Tapping into the White Rock Penstock, where the Sacramento Municipal Utility District has reserved a connection for El Dorado County since a 1961 agreement, is viewed as the next major water source for the El Dorado Irrigation District.
Monday, on a 5-0 vote, the EID board adopted the Integrated Water Resources Master Plan 2013. The 251-page plan was created by HDR Engineering at a cost of $950,000.
The plan includes water demand forecasting, infrastructure requirements, water recycling strategies and cost estimates.
The top two options, both financially and for other reasons such as flexibility, are the White Rock Penstock and building a reservoir of 31,000 acre-feet on Alder Creek.
Both options provide gravity water. The White Rock Penstock water will need to be pumped up 300 feet to a new water treatment plant and then feed into the EID system by gravity.
Water available from White Rock is 30,000 acre-feet, 40,000 acre-feet after 2025. SMUD and the El Dorado Water and Power Authority, which includes EID, concluded a deal with SMUD during its relicensing that provides 15,000 acre-feet of drought storage in SMUD Upper American River Project.
UARP consists of 11 dams and reservoirs beginning on the Rubicon River in Rockbound Valley and ending in the White Rock Powerhouse. UARP has a gross reservoir capacity of 400,000 acre-feet of water.

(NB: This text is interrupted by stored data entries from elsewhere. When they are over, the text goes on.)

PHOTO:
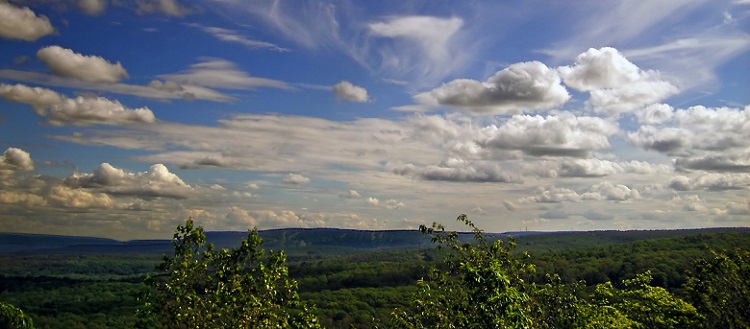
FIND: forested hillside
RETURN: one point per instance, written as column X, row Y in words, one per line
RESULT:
column 352, row 277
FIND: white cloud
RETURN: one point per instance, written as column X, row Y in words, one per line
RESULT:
column 26, row 199
column 521, row 87
column 654, row 114
column 60, row 110
column 295, row 179
column 156, row 182
column 613, row 23
column 393, row 204
column 459, row 170
column 352, row 194
column 65, row 62
column 683, row 135
column 14, row 159
column 235, row 37
column 22, row 23
column 347, row 91
column 92, row 7
column 603, row 191
column 427, row 47
column 609, row 191
column 155, row 89
column 710, row 182
column 223, row 74
column 615, row 84
column 166, row 7
column 79, row 198
column 563, row 135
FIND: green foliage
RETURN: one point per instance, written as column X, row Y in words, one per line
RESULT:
column 238, row 288
column 12, row 317
column 649, row 307
column 485, row 286
column 720, row 288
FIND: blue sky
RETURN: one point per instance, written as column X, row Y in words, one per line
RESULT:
column 122, row 118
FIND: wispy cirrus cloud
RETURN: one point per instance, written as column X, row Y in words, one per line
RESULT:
column 22, row 23
column 233, row 36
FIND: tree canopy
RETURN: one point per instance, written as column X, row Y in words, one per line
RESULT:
column 201, row 287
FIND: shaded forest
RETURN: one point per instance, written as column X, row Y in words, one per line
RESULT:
column 352, row 278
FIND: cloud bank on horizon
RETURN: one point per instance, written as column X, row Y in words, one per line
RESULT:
column 121, row 119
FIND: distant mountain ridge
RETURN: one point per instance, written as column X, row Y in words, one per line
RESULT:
column 309, row 241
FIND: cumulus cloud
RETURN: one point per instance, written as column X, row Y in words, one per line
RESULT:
column 388, row 204
column 22, row 23
column 232, row 36
column 563, row 135
column 352, row 194
column 239, row 218
column 64, row 62
column 710, row 182
column 683, row 135
column 79, row 198
column 14, row 159
column 520, row 87
column 219, row 73
column 60, row 110
column 156, row 182
column 603, row 191
column 166, row 7
column 26, row 199
column 459, row 170
column 345, row 90
column 92, row 7
column 614, row 83
column 295, row 179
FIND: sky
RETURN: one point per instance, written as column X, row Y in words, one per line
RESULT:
column 122, row 118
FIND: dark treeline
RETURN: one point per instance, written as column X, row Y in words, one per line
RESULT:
column 354, row 287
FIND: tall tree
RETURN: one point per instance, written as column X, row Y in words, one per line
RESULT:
column 12, row 317
column 201, row 287
column 720, row 289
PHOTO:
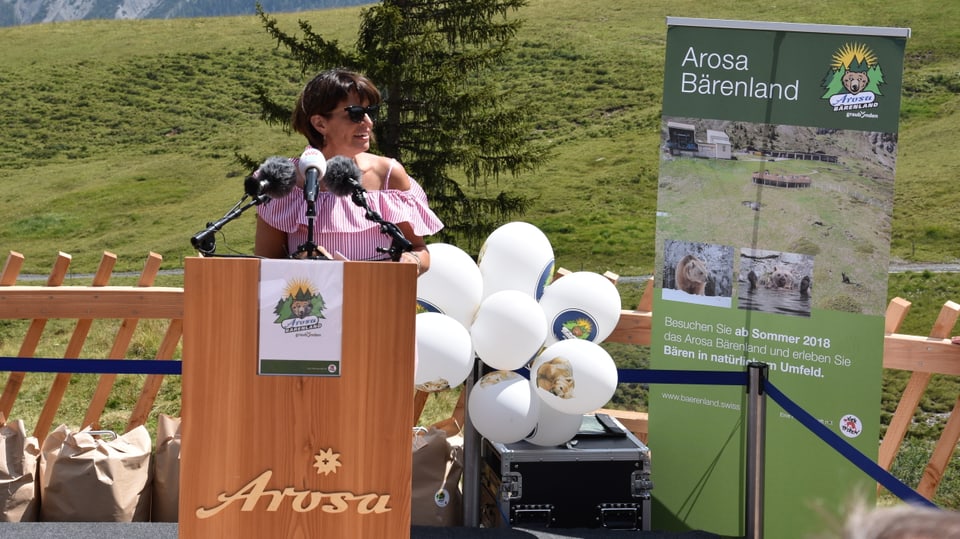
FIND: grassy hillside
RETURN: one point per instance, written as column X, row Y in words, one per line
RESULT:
column 121, row 135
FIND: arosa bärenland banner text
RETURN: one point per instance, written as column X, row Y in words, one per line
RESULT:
column 777, row 156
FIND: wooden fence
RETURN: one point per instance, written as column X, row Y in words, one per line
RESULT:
column 922, row 356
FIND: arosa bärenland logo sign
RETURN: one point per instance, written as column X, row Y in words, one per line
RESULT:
column 301, row 308
column 853, row 81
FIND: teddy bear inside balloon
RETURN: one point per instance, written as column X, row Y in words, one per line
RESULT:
column 507, row 310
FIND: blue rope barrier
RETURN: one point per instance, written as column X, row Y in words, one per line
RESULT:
column 644, row 376
column 840, row 445
column 861, row 461
column 91, row 366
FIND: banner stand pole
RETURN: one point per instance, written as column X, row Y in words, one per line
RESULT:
column 756, row 435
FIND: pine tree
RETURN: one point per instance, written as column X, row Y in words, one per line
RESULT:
column 432, row 61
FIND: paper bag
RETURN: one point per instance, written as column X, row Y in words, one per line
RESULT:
column 84, row 478
column 19, row 454
column 436, row 497
column 166, row 470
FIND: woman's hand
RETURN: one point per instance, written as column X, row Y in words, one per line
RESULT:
column 414, row 257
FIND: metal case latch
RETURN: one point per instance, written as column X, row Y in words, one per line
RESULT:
column 640, row 484
column 619, row 516
column 511, row 486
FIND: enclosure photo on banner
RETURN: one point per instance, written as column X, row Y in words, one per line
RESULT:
column 777, row 149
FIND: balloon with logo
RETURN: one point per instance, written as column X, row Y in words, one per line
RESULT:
column 453, row 286
column 509, row 330
column 554, row 427
column 574, row 376
column 581, row 305
column 444, row 352
column 503, row 407
column 516, row 256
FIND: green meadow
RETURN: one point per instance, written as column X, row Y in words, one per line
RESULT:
column 123, row 136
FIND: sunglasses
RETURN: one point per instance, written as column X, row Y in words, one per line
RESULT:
column 357, row 113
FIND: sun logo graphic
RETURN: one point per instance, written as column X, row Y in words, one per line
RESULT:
column 326, row 461
column 854, row 78
column 574, row 324
column 301, row 308
column 850, row 426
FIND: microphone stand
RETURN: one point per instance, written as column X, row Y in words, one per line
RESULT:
column 205, row 241
column 399, row 244
column 309, row 249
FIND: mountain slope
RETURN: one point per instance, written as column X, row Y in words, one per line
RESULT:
column 20, row 12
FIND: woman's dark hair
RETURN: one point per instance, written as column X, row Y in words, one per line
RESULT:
column 322, row 94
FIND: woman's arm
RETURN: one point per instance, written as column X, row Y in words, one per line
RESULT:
column 269, row 242
column 419, row 255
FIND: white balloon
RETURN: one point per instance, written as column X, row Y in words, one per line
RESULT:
column 516, row 256
column 509, row 330
column 581, row 305
column 574, row 376
column 444, row 352
column 453, row 285
column 502, row 407
column 555, row 427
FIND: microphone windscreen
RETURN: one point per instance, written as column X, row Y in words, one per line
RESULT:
column 343, row 176
column 278, row 175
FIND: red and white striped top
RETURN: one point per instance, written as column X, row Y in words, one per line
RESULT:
column 341, row 226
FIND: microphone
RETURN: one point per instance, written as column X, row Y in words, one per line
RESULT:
column 313, row 166
column 343, row 178
column 275, row 178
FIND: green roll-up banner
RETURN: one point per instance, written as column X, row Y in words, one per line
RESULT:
column 778, row 151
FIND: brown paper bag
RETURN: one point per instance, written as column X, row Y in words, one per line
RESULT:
column 84, row 478
column 18, row 474
column 166, row 470
column 436, row 496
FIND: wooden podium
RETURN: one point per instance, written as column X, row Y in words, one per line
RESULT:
column 296, row 456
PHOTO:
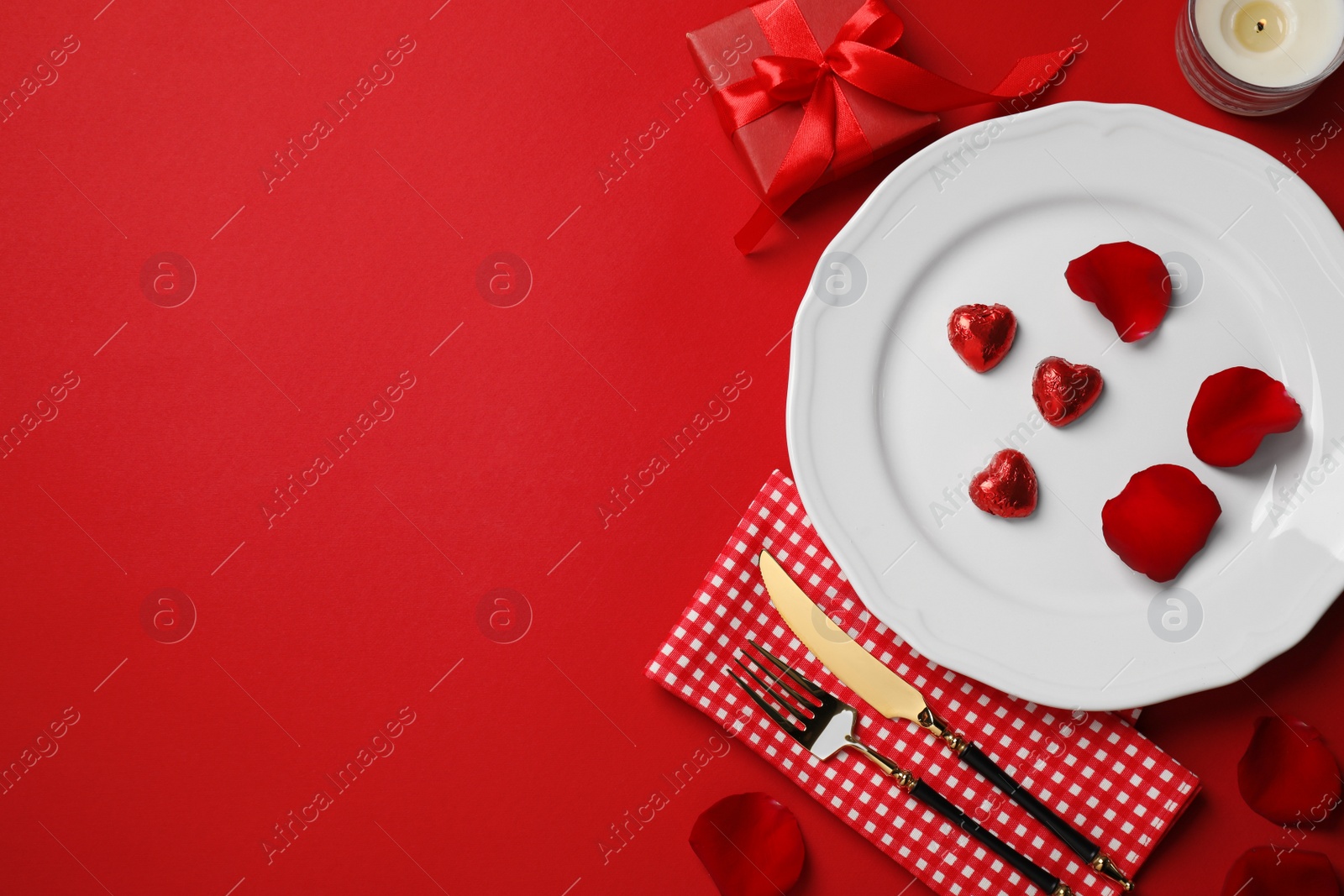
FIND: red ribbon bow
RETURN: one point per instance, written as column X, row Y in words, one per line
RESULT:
column 830, row 134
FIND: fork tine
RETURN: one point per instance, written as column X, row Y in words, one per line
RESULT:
column 801, row 715
column 790, row 671
column 770, row 711
column 777, row 683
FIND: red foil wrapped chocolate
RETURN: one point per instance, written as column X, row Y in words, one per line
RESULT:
column 808, row 92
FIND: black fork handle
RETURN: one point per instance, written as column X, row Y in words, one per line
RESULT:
column 1045, row 882
column 1081, row 846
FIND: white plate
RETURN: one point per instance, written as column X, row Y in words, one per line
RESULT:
column 886, row 425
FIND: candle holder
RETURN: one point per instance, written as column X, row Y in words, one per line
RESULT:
column 1226, row 90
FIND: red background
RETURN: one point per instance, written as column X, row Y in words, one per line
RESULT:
column 315, row 633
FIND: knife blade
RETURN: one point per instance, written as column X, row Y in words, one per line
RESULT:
column 885, row 691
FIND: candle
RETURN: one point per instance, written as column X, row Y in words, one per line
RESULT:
column 1260, row 56
column 1272, row 43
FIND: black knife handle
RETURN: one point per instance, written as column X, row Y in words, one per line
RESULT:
column 1045, row 882
column 1081, row 846
column 976, row 758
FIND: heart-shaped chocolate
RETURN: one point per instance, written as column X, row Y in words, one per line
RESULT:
column 1160, row 520
column 1234, row 411
column 1128, row 284
column 1065, row 391
column 1007, row 486
column 981, row 335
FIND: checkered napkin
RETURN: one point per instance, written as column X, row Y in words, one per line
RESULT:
column 1093, row 768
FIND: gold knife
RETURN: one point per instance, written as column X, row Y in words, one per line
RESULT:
column 895, row 698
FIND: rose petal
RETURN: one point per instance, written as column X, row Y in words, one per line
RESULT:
column 750, row 844
column 1273, row 871
column 1234, row 411
column 1128, row 284
column 1160, row 520
column 1288, row 774
column 981, row 335
column 1007, row 486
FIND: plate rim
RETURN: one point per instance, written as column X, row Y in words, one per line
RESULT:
column 1193, row 679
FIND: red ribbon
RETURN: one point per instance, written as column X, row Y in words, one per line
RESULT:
column 830, row 134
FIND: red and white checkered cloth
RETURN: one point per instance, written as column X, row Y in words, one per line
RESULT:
column 1093, row 768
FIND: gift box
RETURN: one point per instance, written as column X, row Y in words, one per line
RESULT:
column 808, row 93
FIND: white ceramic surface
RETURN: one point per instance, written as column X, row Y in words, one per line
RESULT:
column 886, row 423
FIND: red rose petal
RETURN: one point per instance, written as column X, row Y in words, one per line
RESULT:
column 1234, row 411
column 1281, row 871
column 1160, row 520
column 1288, row 774
column 1007, row 486
column 1065, row 391
column 1128, row 284
column 981, row 335
column 750, row 844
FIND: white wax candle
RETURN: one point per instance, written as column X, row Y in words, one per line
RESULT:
column 1272, row 43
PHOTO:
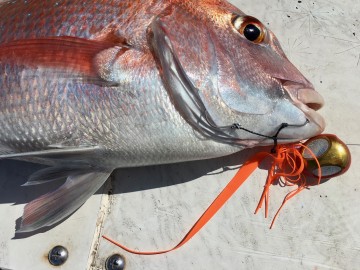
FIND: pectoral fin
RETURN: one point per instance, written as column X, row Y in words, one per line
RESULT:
column 57, row 205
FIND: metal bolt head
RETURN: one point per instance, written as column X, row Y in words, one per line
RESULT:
column 115, row 262
column 58, row 255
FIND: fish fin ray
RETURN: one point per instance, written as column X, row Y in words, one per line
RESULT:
column 56, row 173
column 59, row 204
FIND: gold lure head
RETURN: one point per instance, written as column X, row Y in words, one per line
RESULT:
column 333, row 155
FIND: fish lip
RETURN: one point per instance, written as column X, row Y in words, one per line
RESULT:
column 308, row 100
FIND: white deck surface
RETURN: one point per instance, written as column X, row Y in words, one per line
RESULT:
column 152, row 208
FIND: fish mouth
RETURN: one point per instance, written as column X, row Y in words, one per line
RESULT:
column 309, row 101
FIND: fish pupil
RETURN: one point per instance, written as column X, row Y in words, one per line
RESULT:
column 252, row 32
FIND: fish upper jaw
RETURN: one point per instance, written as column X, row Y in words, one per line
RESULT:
column 307, row 100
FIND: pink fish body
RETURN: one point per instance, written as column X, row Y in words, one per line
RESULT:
column 90, row 86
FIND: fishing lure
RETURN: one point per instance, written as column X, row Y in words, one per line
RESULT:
column 301, row 164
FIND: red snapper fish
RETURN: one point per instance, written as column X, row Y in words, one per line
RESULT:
column 90, row 86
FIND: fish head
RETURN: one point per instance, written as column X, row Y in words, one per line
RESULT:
column 229, row 77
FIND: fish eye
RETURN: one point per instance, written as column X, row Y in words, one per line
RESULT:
column 249, row 27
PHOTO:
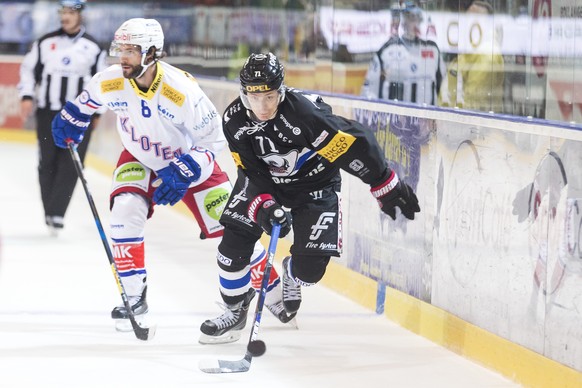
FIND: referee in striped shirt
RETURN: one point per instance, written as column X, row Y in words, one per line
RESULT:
column 52, row 72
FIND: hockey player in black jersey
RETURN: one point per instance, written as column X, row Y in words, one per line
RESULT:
column 289, row 148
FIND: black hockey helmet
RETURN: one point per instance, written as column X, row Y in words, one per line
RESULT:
column 261, row 73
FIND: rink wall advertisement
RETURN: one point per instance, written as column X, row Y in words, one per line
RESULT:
column 497, row 242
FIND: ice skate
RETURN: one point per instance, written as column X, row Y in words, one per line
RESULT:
column 227, row 327
column 139, row 306
column 291, row 290
column 278, row 310
column 274, row 304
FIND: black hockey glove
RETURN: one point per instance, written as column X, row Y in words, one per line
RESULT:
column 264, row 211
column 392, row 193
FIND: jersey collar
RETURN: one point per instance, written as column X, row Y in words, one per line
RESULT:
column 154, row 87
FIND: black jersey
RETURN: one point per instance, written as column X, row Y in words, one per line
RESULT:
column 303, row 146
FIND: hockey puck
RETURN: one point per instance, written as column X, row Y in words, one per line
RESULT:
column 257, row 348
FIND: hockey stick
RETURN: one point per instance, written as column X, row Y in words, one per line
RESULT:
column 244, row 364
column 142, row 333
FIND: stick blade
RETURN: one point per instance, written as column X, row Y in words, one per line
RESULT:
column 143, row 333
column 224, row 366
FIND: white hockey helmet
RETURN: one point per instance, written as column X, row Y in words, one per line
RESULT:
column 139, row 32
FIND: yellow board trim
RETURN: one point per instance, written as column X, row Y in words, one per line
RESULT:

It is also called a “Stairway of Power.” UARP generates 688 megawatts of power on 53 miles of river as it drops 1 mile in altitude. “In a typical year” SMUD says it generates 1.8 billion kilowatt-hours from the project built in the 1950s, receiving its federal power license in 1957.
The Alder Creek project would feed a 10-megawatt powerhouse and then return its water to the El Dorado Canal. Alder Creek reservoir would generate 11,250 acre-feet of new water supply that would be handled by Reservoir A Water Treatment Plan near Sly Park.
The likeliest treatment plant location for water for White Rock would be at Bray Reservoir near Missouri Flat Road. It then sends its water into the system at Reservoir 9 on the Diamond Springs Main.
Included in the report are new water transmission lines to serve Cameron Park and El Dorado Hills.
“It’s a very-very long-term plan,’ said EID General Manager Jim Abercrombie. “The plan is scalable,” meaning treatment capacity can be increased over the years, transmission lines can be added later. This plan and a wastewater treatment master plan to come later will feed into an update of the level of the hookup charges, which will go into a capital reserve fund “for expanded facilities.”
“This plan is in response to the county (general) plan. We have to adapt our plan to changes,” said Board President George Osborne.
“Eleven counties are in disaster drought status. It’s almost miraculous to have an opportunity to plan for reasonable growth,” said vineyardist Doug Liesz. “You’re really committing yourselves to a continuous planning process. What you have to do in year one is to ensure year 20. My compliments to you.”
“I echo what Doug said on the quality of the planning process,” said Cameron Park retiree Greg Prada.
“It’s important that the plan be flexible. Hope you’re not locked into a five-year plan,” said Kirk Bone of Parker Development.
The nice feature of the plan is it’s scalable and phase-able,” said Abercrombie.
“Don’t lose an opportunity to slow things down or speed things up,” said Director Alan Day.
Total present value cost of the two options is estimated at about $550 million, with slightly less than half of that being operations and maintenance expense. Alder Reservoir is estimated to cost $106 million.
The projects would be engineered over the over the next seven years, with expenses of $2 million in 2014 rising to $9 million in 2019 and $10 million in 2020. White Rock, the new water plant and a new transmission line likely will begin construction in 2025.